Author: Leclercq, Loïc
Title: Interactions between cyclodextrins and cellular components: Towards greener medical applications? Document date: 2016_12_7
ID: 16pzlvzz_38
Snippet: Thaumatins refer to a family of proteins present in the sweetness of the katemfe fruit (Thaumatococcus daniellii Bennett) endemic in West Africa. It is used worldwide in human nutrition and pharmacology as a sweetener, flavor enhancer or to mask bitterness and it is 100,000 times sweeter than sucrose. Thaumatin has been shown to bind to G-protein-coupled receptors (GPCRs) which are transmembrane proteins, responsible for signal transduction. Ther.....
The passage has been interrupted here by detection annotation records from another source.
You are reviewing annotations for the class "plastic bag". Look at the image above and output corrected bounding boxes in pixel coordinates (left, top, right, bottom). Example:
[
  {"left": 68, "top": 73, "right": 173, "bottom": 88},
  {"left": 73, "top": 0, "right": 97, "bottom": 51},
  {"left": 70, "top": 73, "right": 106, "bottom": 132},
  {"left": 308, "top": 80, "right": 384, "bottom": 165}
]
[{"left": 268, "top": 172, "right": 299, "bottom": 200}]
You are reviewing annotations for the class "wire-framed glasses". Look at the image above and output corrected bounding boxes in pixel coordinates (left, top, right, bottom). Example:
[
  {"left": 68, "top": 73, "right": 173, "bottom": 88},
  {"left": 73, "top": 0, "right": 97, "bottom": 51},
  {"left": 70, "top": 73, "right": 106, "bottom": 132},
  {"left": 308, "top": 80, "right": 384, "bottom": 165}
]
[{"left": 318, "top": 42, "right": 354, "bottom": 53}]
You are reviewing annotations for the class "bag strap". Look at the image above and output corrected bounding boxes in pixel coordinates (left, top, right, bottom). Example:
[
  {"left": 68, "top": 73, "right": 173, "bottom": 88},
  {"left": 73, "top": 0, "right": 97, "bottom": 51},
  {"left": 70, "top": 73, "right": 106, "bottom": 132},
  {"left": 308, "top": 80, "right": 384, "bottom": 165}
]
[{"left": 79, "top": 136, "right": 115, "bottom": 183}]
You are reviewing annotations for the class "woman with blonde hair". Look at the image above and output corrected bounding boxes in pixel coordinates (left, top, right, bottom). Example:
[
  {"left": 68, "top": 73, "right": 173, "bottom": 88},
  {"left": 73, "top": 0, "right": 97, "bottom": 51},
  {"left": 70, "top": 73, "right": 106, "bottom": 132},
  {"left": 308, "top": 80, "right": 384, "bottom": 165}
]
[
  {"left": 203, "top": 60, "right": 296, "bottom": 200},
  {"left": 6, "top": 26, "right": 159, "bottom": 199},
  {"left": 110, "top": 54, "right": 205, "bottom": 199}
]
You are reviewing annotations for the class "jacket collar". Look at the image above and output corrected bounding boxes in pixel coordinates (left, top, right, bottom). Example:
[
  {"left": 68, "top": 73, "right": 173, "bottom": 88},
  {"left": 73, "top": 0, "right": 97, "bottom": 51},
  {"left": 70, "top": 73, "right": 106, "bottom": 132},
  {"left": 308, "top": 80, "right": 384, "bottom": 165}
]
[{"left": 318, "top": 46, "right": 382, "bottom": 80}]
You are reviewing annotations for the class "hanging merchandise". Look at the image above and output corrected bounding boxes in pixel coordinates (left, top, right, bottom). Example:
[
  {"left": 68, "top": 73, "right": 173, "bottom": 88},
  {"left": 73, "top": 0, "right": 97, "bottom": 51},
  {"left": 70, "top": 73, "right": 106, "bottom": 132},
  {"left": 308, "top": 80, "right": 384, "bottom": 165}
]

Document: Thaumatins refer to a family of proteins present in the sweetness of the katemfe fruit (Thaumatococcus daniellii Bennett) endemic in West Africa. It is used worldwide in human nutrition and pharmacology as a sweetener, flavor enhancer or to mask bitterness and it is 100,000 times sweeter than sucrose. Thaumatin has been shown to bind to G-protein-coupled receptors (GPCRs) which are transmembrane proteins, responsible for signal transduction. Therefore, the interaction of CDs with thaumatin could be used to modify the interaction of thaumatin with GPCRs and to modify its sweet-taste profile. In this context, Thordarson et al. studied the interaction of α-CD with thaumatin [93] . The 1D and 2D NMR experiments revealed that α-CD binds to aromatic residues of thaumatin with a binding constant of 8.5 M −1 . As the active binding site of the thaumatin protein is known, the authors have synthesized a heptapeptide (Lys-Thr-Gly-Asp-Arg-Gly-Phe) that mimics this binding site of thaumatin. The results show that α-CD binds to the C-terminal solvent accessible phenylalanine residue with a binding constant of 8.8 M −1 . As the α-CD may interact with the active binding site on thaumatin, the regulation of the interaction of thaumatin with GPCRs is probably possible.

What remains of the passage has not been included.